Petitions Started for Affirmative Action Ban

If group succeeds, issue will go before voters in November

Detroit Free Press

http://www.freep.com/news/education/affirm13_20040113.htm

By Dawson Bell, Free Press Staff Writer

January 13, 2004; Section: Education News

Jennifer Gratz, 26, a plaintiff in the University of Michigan admissions case, holds the Michigan Civil Rights Initiative petition while embracing Dr. Carl Cohen, U-M philosophy professor who was involved in the case.

The passionate debate over affirmative action and racial preferences moved to the streets of Michigan on Monday with the launch of a petition drive aimed at ending use of race and gender in decisions about government hiring and contracting and university admissions.

The Michigan Civil Rights Initiative needs to collect 318,000 signatures in six months to qualify its proposed constitutional amendment for the November ballot.

Opponents, who mounted a small but spirited demonstration outside the hotel where the campaign was launched, said they'll try to make sure that doesn't happen.

The campaign will be run by Jennifer Gratz, a 26-year-old Southgate native who was a plaintiff in one of two lawsuits against the University of Michigan over the use of race in admissions decisions.

The U.S. Supreme Court's split decision last summer to allow the limited use of racial preferences in university admissions prompted the ballot drive.

But backers of the proposal admitted Monday they face long odds.

Supporters of affirmative action -- including a group of business, labor, civic and religious organizations that plans its own announcement today in Lansing -- said they will actively discourage voters from signing petitions. And even without opposition, gathering 2,200 signatures a day for six months is formidable for the best organized campaigns.

And Gratz and her colleagues admitted Monday that their campaign isn't one of them . . . at least not yet.

She is one of two full-time staff, along with Manager Tim O'Brien, a Detroit-area public relations consultant and political activist.

They hope to collect up to a quarter of their target of 400,000 signatures with volunteers, while using paid circulators for the rest. Gratz said Monday the group wants to raise $1 million for that purpose, and another $3 million for a fall campaign.

Bill Ballenger, publisher of the newsletter Inside Michigan Politics, said Monday it is impossible to predict how this effort will fare. Although consistently supported by a strong majority of voters in polls, there's no guarantee the group has the wherewithal to get the needed signatures, he said.

Very few ballot proposals have succeeded in meeting Michigan's high signature collection threshold without the backing of an existing support infrastructure, Ballenger said.

But there have been a few movements that could legitimately claim to have generated their own grass roots, Ballenger said.
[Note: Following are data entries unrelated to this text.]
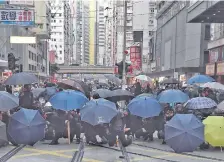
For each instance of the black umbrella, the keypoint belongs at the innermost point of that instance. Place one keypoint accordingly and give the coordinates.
(21, 79)
(37, 91)
(120, 94)
(170, 81)
(103, 93)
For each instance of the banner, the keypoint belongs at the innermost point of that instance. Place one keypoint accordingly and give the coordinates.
(220, 68)
(17, 17)
(210, 69)
(135, 57)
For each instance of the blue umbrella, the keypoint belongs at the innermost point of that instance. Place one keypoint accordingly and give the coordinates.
(172, 96)
(21, 78)
(200, 79)
(8, 101)
(200, 103)
(68, 100)
(145, 107)
(26, 126)
(184, 133)
(98, 112)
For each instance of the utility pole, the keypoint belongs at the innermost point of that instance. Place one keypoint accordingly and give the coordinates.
(124, 43)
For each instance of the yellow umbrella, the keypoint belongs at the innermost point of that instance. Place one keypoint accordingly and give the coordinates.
(214, 130)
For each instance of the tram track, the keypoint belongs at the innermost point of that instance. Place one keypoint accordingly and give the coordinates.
(184, 154)
(11, 153)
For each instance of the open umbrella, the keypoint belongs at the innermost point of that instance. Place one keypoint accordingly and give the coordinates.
(26, 126)
(200, 79)
(120, 94)
(68, 100)
(21, 79)
(3, 135)
(103, 93)
(145, 95)
(8, 101)
(37, 91)
(170, 81)
(113, 78)
(184, 133)
(200, 103)
(213, 85)
(98, 112)
(144, 107)
(214, 130)
(172, 96)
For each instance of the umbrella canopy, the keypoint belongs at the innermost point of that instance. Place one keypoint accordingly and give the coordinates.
(21, 78)
(37, 91)
(145, 95)
(103, 93)
(144, 107)
(98, 111)
(3, 135)
(200, 79)
(220, 108)
(184, 133)
(172, 96)
(200, 103)
(214, 130)
(143, 78)
(170, 81)
(8, 101)
(213, 85)
(120, 94)
(71, 84)
(113, 79)
(26, 126)
(68, 100)
(48, 93)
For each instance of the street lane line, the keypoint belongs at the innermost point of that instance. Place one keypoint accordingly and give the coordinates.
(58, 154)
(174, 154)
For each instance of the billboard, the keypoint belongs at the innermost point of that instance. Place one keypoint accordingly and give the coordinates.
(135, 58)
(17, 17)
(22, 40)
(21, 2)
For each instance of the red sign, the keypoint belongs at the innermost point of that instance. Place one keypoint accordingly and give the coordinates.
(135, 57)
(52, 57)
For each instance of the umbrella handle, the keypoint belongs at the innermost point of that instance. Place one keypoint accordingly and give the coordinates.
(68, 128)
Most notably among those were the antibusing movement of the early 1970s and the antitax recalls of a pair of state senators in 1983.
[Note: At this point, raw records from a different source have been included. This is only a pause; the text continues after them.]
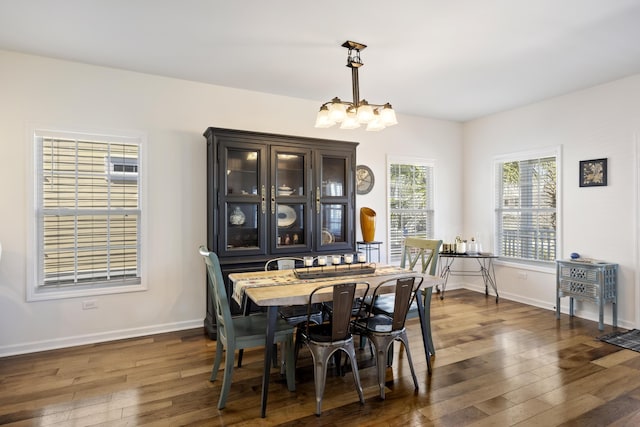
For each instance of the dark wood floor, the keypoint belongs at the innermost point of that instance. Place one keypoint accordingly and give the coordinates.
(496, 365)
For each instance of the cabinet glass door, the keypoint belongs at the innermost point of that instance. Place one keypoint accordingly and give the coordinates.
(243, 199)
(290, 199)
(334, 201)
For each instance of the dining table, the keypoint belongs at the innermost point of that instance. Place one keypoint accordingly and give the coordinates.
(277, 288)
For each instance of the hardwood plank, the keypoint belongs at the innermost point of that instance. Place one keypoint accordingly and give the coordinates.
(496, 364)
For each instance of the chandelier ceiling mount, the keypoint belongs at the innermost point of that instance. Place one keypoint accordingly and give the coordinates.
(352, 114)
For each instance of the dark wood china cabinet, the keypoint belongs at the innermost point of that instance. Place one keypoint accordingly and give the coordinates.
(275, 195)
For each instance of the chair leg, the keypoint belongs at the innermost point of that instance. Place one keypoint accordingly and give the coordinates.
(290, 363)
(381, 357)
(349, 348)
(228, 374)
(217, 360)
(405, 341)
(321, 356)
State Rep. Jack Brandenberg, R-Harrison Township, one of three legislators who attended Monday's news conference, said the campaign against the use of race by government decision makers may have limited resources and few institutional allies, "but we have miles and miles of heart."
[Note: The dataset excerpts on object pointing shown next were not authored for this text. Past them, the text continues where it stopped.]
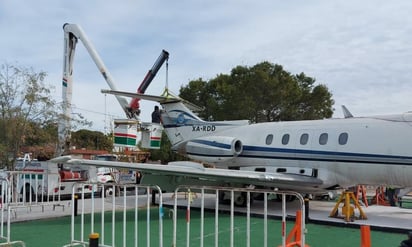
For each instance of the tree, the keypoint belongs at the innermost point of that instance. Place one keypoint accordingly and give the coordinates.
(25, 107)
(262, 93)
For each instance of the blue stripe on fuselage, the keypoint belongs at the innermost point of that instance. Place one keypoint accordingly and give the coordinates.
(309, 155)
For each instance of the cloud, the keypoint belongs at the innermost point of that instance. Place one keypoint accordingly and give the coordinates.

Brandenberg said he has signed up 75 volunteers in his Macomb County district to help.

But the passion on affirmative action has two sides. Opponents of the ballot proposal, denied entry to the Farmington Hills hotel conference room where the news conference was held, engaged in loud arguments outside while being monitored by Farmington Hills police.

Backers of the proposed ban "won't let us in because we're prepared to tell the truth about segregation in Michigan," said Tanya Troy, a spokeswoman for BAMN (the Coalition to Defend Affirmative Action, Integration and Fight for Equality By Any Means Necessary).

"We have the most segregated state in the nation in terms of education. This attempt to do away with affirmative action will only increase the level of segregation."